Of course, no patient wants an orange tooth. So, how does this work with restorative materials that need to look white, or at least, not orange?
How Our Eyes Respond to Reflected Light
Light has no color. However, the light's wavelengths send messages to our brain via the retina that gives that light color. White objects reflect nearly all of the visible light. To better understand how our eyes respond to the reflected light, it is essential to understand the eye/brain interface regarding colors.1
As light enters the eye through the pupil, it enters the retina. The retina has rods and cones that interpret light intensity (rods) and light appearance (cones). When light hits the cones, the cones send an electrical signal to the brain that interprets how that wavelength looks. However, the cones have 3 different sensitivities to wavelengths. There are red cones, blue cones, and green cones, which correspond to the type of wavelength they interpret for the brain. The red and green cones respond with signals to the brain for yellow. With blue, the blue cones respond. For the color white, all three cones respond, and the brain says, "it is white."1
There are 3 dimensions of color our eyes see, hue, value, and chroma: 2
Light can also change appearance based on the difference between the object and what surrounds the object. For example, contrast is how different the object is from that which surrounds it. A bright object surrounded by dark colors has a lot of contrast, so the object is easier to see. However, if there is too much contrast, then it creates glare, which distorts the image and makes it harder to see.2
But What About The Way the Light Reflects?
In all cases, the color we see affects how the light bends. Since Sir Isaac Newton first discovered “ROY G BIV” from the prism, we know that light bends.

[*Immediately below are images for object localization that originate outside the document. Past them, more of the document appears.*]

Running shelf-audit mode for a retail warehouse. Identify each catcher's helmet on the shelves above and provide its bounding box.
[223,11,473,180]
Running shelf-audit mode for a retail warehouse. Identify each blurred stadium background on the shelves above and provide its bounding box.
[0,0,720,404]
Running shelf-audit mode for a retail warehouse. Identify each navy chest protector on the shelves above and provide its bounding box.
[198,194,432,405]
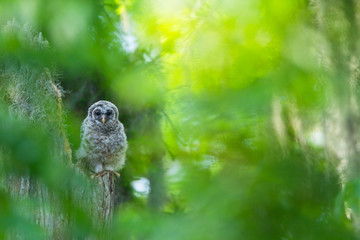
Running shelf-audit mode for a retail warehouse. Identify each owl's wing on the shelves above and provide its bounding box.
[80,118,87,140]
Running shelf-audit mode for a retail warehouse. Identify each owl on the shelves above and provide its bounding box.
[76,100,127,176]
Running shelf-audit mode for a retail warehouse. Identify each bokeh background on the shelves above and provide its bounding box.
[0,0,360,240]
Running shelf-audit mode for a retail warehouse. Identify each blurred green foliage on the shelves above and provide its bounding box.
[0,0,360,240]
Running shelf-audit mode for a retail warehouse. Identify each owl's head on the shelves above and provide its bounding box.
[88,100,119,126]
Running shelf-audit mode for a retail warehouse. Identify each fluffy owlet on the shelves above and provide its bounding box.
[77,101,127,175]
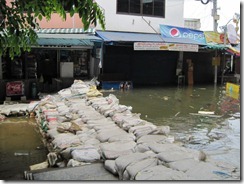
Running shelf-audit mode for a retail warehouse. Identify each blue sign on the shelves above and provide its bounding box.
[160,25,207,45]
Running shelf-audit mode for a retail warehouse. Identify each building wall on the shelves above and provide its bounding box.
[37,13,83,29]
[96,0,184,33]
[103,46,179,85]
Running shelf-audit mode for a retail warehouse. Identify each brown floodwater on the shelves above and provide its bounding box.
[0,116,47,180]
[0,85,240,180]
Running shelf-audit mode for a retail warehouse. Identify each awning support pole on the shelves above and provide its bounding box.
[214,50,218,84]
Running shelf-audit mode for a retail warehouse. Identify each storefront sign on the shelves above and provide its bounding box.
[134,42,198,52]
[204,31,229,44]
[6,81,24,96]
[160,25,206,45]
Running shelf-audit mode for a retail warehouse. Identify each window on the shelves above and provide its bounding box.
[117,0,165,17]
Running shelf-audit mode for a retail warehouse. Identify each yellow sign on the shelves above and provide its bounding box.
[225,82,240,99]
[204,31,229,44]
[212,57,220,66]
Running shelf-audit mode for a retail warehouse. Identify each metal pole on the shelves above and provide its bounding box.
[221,27,228,85]
[213,0,218,84]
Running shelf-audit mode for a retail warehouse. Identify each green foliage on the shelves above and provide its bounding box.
[0,0,105,58]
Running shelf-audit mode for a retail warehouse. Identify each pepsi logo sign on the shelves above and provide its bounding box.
[169,28,180,37]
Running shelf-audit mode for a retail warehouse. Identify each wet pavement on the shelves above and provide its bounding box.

Teeth bend the light also. When clinicians are looking to restore them, they want to mimic the natural way the light reflects off the teeth and how it passes through them and transmits. When talking about fixing teeth, you must also remember the following characteristics of light and how it affects appearance:2
Another way light affects color involves how it reflects off the tooth's surface. Tooth surfaces have variations and curves, and how the light plays off them affects what we see, too.2
How Does The Physical Light Affect Color?
So, we know the light is color—even though it doesn't have any—because that's how our brains interpret it. However, the physical light source also affects what color we see, adding another variable to this process.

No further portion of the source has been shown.